O clube se tornou uma organização estudantil oficial em 2022, alguns anos após sua fundação, disse Abigail Bachenberg, formada pela Brown em 2023 e uma das primeiras integrantes. Os organizadores tiveram dificuldade em encontrar clubes semelhantes em outras escolas para usar como modelo, disse ela.

 

Leia: Padrões surpreendentes definem quem recebe bolsas e descontos nos EUA

 

Muitas faculdades de elite estão começando a aumentar o recrutamento de candidatos de áreas rurais, mas os alunos de algumas instituições dizem que a atenção termina aí. Quando chegam ao campus, os alunos das áreas rurais geralmente sentem que as faculdades se esquecem deles, observou Ty McNamee, professor assistente de ensino superior da Universidade do Mississippi que pesquisa os alunos das áreas rurais. Um clube rural pode ajudar a aliviar essa angústia, disse ele.

“Muitas vezes, esses alunos têm as mesmas origens culturais e podem se apoiar mutuamente”, disse McNamee, que cresceu em um rancho no Wyoming e fundou um grupo de estudantes rurais enquanto estudava na Universidade de Columbia.

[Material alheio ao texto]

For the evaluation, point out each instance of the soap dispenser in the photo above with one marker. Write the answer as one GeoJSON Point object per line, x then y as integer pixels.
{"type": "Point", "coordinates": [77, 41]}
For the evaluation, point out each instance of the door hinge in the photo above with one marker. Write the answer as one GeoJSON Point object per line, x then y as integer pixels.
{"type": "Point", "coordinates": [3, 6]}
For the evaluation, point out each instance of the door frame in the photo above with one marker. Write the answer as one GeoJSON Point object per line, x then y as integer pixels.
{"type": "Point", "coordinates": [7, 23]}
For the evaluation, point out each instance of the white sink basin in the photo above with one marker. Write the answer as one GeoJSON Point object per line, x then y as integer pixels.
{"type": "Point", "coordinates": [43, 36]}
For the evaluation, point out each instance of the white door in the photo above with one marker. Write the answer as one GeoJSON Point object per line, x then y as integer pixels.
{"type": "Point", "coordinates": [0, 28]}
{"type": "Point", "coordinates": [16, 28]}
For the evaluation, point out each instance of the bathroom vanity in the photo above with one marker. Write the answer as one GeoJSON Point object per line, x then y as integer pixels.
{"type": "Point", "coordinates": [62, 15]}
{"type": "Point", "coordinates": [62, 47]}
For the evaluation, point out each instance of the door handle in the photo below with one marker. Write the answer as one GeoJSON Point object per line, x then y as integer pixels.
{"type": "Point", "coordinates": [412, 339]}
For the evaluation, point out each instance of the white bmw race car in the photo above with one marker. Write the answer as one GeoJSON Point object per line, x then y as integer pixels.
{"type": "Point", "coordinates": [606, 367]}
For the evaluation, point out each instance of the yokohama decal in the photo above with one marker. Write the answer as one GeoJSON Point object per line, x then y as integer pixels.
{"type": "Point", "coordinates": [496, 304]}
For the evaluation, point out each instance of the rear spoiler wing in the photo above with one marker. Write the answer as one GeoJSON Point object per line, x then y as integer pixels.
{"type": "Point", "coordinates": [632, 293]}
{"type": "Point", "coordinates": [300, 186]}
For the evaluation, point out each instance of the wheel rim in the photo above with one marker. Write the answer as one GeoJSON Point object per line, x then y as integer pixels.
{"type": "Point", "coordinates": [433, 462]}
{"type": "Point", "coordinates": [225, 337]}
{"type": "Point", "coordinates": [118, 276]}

Como um estudante que se mudou de uma cidade de 600 habitantes para a cidade de Nova York, ele disse que “estar nessa bolha onde eu me sentia validado foi muito útil para mim”.

Os alunos dos poucos clubes rurais oficiais estão tentando expandir essas oportunidades para mais universidades e faculdades. Madison Mellinger, na época sênior da Universidade de Princeton, organizou uma conferência virtual de dois dias com a participação de 80 a 90 estudantes em fevereiro passado para ajudar os estudantes a organizar clubes rurais. Os tópicos incluíam “síndrome do impostor e a identidade rural” e “criação e desenvolvimento de seu clube estudantil rural”.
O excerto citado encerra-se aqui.